A remarkable journey led Ibrahim Al Hussein, who was born in Syria, to the Rio 2016 Paralympic Games. An avid swimmer from childhood, Al Hussein was encouraged to take up sports by his father, who was a swimming coach. Then, in 2013, the civil war that ravaged his country changed the swimmer’s life forever. As Al Hussein came to the aid of a friend during an attack, a rocket fell and Al Hussein lost his leg. Unable to find sufficient care in Syria, after an initial operation, he dedicated the next few years to finding better treatment that would eventually return him to swimming.
Getting around by wheelchair and crutches, Al Hussein escaped to Turkey but had little success finding the better medical care, including medications to relieve the pain of amputation, so he took the treacherous journey by boat to Greece, where he has since sought asylum. “After getting treatment in Greece is when things started to turn positive and I got back into sports,” Al Hussein told the International Paralympic Committee (IPC). “I began training four hours a day swimming and playing wheelchair basketball.”

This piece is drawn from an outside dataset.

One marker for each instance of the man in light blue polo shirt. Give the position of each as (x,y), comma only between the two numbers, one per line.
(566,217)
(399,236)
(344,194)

Al Hussein and Iranian-born Shahrad Nasajpour, who will compete in the men’s discus, make up the IPC’s first-ever Independent Paralympic Athletes (IPA) Team for athletes who have no flag under which to compete at the Paralympic Games. Al Hussein and Nasajpour also join 59 other athletes as part of Team Visa, a group of Olympic and Paralympic hopefuls who embody Visa’s values of acceptance, partnership and innovation and receive financial and marketing support on their journeys through the Olympic and Paralympic Games.
For Al Hussein, now 27, getting back in the pool has revived a hope that was almost forgotten: “I have been dreaming of this for 22 years. I thought my dream had gone when I lost my leg but now it is back for real. I can’t believe I am going to Rio…,” he said.